Lecture 2: Theory of Technological Change, Part I
What is technological change, how does it unfold, what drives it, and why is energy a particularly difficult sector to disrupt? This class session will cover: taxonomy of technological change; overview of general purpose technologies and combinatorial evolution of technology; theory of dominant designs and new industry evolution; spillover benefits of research and development and firm incentives to invest across the technology cycle; technology diffusion, pull vs. push drivers of technological change; and the barriers posed to innovation by legacy sectors like energy.
Student Presentation of Readings for Lecture 2
Lecture 3: Theory of Technological Change, Part II
UNIT II: Clean Energy Technologies to Decarbonize the Power Sector
Lecture 4: Introduction to Energy and the Power Sector
The key to decarbonizing the world’s energy systems lies in the power sector. This session will introduce basic energy facts and terms, provide an overview of why the power sector is so important to mitigate climate change, and introduce the 20th century model of the power grid in the industrialized world. The lecture will conclude by laying out a vision for a modern, 21st century power system.
Student Presentation of Readings for Lecture 4
NOTE: Lecture 5, which developed a technical understanding of today’s power system and tomorrow’s smart grid, was not videotaped. Please consult the lecture slides for this material.
Lecture 6: Wind and Solar Energy
Overview of the wind and solar resources. Basic technical principles of wind energy (including rotors, generators, and power curves) and solar energy (including semiconductors, current-voltage characteristics, system design). Research frontiers in wind and solar technology. Capital and levelized costs of variable renewable energy systems.
Student Presentation of Readings for Lecture 6
Lecture 7: Hydro and Geothermal Energy
Overview of the hydro and geothermal resources; overview of different types of hydropower including run-of-river, pumped storage, conventional dam; water flow through power stations and introduction to turbines; environmental impacts of hydropower; overview of geothermal configurations and thermodynamic cycles; research frontiers including enhanced geothermal systems; economics of baseload and dispatchable renewable energy systems.
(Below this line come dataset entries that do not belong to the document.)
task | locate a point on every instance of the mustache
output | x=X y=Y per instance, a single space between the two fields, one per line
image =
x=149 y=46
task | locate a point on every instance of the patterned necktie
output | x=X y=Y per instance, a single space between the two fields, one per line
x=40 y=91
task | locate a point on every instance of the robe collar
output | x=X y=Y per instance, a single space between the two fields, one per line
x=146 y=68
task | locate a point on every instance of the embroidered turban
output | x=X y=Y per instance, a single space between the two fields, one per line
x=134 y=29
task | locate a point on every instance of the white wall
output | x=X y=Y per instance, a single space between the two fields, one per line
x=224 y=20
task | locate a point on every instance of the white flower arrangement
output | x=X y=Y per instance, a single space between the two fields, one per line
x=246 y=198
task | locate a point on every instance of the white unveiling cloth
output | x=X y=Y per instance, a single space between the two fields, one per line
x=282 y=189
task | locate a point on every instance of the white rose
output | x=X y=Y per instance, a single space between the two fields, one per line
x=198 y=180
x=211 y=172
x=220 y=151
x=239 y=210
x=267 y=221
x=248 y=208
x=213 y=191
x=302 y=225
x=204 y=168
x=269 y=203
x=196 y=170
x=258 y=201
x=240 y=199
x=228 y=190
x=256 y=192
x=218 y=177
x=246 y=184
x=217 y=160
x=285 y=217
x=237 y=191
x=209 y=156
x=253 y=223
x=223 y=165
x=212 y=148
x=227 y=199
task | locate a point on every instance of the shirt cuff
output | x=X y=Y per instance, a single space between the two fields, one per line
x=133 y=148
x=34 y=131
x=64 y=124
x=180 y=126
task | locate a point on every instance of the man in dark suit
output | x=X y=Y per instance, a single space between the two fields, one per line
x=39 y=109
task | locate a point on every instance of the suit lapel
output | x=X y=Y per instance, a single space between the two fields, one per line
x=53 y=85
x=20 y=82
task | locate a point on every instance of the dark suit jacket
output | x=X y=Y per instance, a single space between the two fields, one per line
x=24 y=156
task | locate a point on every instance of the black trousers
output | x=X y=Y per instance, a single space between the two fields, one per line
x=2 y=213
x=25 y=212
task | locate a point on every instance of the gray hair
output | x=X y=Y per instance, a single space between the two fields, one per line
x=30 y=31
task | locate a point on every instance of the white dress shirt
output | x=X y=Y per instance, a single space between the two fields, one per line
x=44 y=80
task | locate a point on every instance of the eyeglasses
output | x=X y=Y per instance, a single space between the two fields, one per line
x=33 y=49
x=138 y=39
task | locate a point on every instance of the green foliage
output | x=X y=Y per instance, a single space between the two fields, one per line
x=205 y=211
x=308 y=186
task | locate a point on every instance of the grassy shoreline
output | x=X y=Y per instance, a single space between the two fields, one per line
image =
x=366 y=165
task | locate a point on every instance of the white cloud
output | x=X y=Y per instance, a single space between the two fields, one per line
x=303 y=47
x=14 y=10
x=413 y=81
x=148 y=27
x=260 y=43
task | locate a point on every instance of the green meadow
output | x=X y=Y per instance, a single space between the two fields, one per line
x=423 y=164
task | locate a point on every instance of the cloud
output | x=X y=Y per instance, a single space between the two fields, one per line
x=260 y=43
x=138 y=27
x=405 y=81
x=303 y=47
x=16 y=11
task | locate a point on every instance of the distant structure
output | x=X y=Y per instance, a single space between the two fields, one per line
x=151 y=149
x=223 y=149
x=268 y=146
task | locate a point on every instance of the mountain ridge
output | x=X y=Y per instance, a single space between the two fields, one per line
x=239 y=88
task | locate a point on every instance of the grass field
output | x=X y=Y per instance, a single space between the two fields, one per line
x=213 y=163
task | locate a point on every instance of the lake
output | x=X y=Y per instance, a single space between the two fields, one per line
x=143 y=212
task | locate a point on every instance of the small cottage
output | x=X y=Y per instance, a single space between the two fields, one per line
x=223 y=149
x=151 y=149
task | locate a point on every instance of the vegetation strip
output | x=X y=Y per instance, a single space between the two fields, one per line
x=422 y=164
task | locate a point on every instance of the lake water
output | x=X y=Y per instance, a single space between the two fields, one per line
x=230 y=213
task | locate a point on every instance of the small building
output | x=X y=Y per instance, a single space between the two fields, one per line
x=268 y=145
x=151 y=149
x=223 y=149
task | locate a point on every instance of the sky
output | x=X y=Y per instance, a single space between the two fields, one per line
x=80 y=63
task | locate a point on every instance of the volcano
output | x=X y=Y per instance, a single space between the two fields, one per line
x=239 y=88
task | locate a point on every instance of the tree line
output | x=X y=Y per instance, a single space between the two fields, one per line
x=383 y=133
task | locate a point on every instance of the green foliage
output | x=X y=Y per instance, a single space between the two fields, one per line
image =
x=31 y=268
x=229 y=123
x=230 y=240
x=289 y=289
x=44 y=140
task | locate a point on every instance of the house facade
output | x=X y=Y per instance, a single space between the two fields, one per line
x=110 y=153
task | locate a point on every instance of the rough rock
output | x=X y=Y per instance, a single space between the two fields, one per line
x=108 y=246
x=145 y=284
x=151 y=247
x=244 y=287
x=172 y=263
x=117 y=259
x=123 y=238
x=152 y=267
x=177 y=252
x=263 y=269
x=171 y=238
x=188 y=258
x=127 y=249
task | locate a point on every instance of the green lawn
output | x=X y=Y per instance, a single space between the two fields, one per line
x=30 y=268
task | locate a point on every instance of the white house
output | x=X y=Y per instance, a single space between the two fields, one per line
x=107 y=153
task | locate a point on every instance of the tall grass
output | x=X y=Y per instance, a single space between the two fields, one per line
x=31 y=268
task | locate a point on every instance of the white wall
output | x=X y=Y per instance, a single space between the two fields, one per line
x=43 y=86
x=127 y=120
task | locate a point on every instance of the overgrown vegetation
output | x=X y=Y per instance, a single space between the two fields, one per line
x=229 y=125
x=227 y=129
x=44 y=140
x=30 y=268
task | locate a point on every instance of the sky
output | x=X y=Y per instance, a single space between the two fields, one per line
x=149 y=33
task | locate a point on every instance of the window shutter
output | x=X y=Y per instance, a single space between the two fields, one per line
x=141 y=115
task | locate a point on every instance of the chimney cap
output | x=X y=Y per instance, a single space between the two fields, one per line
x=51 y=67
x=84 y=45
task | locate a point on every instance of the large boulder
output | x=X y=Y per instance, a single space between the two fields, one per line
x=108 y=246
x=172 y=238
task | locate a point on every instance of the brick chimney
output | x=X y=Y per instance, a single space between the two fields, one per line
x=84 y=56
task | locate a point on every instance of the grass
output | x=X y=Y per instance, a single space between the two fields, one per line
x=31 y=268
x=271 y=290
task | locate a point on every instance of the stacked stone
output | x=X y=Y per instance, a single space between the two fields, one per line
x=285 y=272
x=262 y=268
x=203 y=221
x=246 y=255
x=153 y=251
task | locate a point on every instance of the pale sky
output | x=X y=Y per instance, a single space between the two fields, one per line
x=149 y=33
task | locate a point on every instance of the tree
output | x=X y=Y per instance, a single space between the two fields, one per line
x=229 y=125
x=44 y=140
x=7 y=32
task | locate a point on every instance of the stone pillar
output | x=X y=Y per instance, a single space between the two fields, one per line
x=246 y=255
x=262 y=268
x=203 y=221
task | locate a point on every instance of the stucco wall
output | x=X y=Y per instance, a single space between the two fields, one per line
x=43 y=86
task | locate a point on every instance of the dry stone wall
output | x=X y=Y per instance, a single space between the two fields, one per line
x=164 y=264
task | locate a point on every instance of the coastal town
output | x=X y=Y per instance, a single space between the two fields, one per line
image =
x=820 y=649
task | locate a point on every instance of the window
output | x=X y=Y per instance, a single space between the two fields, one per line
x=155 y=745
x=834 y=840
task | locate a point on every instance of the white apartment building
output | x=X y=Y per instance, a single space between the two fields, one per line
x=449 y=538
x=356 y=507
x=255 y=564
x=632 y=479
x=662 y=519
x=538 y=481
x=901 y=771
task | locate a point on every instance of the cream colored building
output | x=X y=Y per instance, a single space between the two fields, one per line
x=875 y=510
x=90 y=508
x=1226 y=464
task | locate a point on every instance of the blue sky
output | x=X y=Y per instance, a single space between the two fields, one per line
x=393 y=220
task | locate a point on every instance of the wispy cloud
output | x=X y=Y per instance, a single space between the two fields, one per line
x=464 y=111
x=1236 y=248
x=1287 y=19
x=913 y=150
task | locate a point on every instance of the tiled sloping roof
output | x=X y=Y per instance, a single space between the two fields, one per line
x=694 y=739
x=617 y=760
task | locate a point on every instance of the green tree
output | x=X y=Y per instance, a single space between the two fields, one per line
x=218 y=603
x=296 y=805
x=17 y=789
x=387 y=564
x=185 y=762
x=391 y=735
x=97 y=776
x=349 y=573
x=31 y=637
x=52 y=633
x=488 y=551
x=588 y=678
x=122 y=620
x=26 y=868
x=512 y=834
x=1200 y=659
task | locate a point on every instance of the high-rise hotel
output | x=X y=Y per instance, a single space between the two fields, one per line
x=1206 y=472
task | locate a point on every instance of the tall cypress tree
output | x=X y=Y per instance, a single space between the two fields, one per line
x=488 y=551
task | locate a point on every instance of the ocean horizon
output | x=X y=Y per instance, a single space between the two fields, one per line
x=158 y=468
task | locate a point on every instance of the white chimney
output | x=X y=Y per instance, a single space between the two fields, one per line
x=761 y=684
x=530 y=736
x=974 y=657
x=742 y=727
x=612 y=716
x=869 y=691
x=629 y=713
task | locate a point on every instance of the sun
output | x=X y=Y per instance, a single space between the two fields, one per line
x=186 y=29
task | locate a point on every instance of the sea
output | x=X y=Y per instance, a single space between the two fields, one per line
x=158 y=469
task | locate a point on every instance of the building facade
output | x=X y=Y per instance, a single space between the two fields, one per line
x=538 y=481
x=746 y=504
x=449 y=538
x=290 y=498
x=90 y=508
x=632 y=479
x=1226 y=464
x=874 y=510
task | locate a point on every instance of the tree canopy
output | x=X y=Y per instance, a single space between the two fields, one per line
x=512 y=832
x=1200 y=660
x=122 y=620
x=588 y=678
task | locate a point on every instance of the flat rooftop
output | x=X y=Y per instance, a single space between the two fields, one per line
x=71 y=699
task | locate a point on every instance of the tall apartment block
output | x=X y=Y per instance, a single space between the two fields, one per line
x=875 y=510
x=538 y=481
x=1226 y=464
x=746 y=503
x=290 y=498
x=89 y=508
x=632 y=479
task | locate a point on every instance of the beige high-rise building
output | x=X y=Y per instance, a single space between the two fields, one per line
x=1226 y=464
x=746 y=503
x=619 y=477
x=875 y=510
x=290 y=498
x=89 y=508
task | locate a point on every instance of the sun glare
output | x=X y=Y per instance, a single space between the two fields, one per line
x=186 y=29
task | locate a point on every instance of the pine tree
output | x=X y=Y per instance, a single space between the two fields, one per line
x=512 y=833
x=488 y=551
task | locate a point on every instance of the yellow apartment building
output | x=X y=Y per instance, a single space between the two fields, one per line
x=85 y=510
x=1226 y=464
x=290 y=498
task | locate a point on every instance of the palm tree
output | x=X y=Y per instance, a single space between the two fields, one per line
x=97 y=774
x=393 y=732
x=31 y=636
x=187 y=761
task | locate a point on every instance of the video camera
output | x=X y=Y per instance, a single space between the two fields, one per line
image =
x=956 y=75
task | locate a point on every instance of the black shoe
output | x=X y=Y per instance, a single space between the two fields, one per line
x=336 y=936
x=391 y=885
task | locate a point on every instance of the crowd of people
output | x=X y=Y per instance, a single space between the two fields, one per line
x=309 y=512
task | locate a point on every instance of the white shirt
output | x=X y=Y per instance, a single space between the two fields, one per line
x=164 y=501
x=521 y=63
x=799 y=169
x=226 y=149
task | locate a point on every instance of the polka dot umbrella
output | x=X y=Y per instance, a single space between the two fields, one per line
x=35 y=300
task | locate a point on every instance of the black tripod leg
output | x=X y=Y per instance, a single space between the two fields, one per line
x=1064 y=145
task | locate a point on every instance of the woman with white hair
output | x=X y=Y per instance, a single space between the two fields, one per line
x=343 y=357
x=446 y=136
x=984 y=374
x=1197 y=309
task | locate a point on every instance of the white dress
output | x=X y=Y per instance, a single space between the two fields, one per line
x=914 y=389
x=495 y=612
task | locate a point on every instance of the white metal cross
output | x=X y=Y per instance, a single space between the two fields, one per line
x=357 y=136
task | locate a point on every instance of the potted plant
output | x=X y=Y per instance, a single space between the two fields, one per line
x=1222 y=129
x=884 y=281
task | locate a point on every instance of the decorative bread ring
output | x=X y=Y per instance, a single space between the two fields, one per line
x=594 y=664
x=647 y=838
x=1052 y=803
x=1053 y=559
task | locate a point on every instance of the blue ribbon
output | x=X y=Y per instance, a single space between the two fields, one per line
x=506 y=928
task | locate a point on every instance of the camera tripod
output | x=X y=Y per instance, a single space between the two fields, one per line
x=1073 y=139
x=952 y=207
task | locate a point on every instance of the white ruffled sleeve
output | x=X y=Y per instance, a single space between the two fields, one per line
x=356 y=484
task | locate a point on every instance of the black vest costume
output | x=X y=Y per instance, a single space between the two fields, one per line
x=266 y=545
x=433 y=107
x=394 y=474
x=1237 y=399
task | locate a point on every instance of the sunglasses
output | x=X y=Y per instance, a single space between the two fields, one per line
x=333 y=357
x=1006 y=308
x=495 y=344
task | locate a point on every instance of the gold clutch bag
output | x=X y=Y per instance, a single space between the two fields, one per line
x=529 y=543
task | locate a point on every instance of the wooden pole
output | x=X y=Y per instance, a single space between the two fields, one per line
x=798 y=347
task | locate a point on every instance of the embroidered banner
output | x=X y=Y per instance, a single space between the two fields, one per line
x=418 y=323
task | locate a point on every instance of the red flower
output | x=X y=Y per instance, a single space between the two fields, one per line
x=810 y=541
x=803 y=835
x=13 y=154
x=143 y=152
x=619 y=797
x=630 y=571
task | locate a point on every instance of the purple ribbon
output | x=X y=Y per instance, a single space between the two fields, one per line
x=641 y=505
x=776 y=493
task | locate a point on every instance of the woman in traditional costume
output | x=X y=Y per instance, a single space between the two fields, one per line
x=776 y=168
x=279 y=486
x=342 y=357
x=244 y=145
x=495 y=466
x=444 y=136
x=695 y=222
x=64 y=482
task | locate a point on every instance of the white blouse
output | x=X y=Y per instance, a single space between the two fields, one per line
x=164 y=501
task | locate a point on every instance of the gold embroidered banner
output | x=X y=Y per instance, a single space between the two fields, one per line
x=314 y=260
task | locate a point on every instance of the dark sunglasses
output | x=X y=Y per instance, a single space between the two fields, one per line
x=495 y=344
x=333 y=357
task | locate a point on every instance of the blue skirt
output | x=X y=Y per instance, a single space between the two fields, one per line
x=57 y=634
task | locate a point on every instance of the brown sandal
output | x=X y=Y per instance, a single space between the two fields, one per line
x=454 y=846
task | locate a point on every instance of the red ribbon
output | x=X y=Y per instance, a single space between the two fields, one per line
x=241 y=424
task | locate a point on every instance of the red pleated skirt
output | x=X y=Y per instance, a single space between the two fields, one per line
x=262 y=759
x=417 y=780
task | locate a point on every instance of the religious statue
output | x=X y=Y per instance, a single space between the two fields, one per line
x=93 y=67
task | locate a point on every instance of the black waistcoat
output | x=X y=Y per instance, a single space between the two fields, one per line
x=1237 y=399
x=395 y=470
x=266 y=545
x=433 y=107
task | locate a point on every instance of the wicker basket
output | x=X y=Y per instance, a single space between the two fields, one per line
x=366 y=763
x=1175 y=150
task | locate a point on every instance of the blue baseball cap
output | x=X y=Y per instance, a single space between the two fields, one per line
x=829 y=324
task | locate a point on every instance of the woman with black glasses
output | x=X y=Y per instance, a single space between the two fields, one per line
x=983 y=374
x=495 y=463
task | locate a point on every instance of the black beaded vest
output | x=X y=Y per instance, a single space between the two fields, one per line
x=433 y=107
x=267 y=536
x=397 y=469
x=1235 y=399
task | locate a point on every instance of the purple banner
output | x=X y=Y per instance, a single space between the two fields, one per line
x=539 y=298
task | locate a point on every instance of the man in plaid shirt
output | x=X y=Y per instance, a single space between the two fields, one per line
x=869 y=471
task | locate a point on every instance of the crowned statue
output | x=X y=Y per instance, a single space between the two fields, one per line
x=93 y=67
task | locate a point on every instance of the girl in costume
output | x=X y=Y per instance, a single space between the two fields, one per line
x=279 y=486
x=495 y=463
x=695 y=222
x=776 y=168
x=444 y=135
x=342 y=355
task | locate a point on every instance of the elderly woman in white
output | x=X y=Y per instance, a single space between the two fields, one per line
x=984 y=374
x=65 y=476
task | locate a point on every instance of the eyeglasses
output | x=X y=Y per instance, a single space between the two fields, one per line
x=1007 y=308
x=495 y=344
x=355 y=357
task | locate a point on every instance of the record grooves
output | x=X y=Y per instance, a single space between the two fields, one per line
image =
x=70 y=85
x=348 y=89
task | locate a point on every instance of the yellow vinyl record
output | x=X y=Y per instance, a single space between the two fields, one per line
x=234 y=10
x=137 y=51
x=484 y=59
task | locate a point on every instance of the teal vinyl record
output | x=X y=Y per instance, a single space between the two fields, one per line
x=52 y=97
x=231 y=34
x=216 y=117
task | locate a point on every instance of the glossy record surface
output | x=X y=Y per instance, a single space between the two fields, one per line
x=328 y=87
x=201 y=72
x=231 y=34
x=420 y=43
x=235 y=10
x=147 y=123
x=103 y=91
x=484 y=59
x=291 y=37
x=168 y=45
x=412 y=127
Click here to access the lecture and slides, recorded at the Wharton School of Finance at the University of Pennsylvania
Lecture 8: Nuclear Power and Carbon Capture, Utilization, and Sequestration
Introduction to nuclear fission; overview and history of reactor configurations; waste and proliferation considerations; cost trends from 1950s through today; new research frontiers in Generation IV reactors and small modular reactors; overview of carbon capture, utilization, and sequestration technologies and research frontiers.
Guest Lecturer: Dr. Colin McCormick, Chief Technology Officer, Valence Strategic (Topic: CCUS)
Guest Lecturer: Dr. Dan Stout, Head of Small Modular Reactors, Tennessee Valley Authority (Topic: Nuclear Energy)
Note: The lecture on energy storage technologies, held at the Council on Foreign Relations, was not videotaped. Please consult the lecture slides for this material
UNIT III: How Markets and Policy Can Accelerate Innovation
Lecture 9: Funding Energy Innovation
How do the various activities that compose innovation get funded? This class session will cover: historical U.S. federal funding for energy R&D; private sector funding including venture capital, institutional, and corporate investment in technologies and companies; the Valley of Death and funding needs beyond R&D.
Student Presentation of Readings for Lecture 9
Lecture 10: Overcoming Legacy Sector Barriers
Guest Lecturer: Charles Weiss, Distinguished Professor of STIA, Georgetown Univ.
Lecture 11: Policy Recommendations for Energy Innovation
How can federal and/or state and local governments put together all the pieces that form a national clean energy innovation ecosystem? This class session will cover: national competitiveness; manufacturing and innovation; lessons from other sectors like the military; and policy initiatives to drive private sector innovation.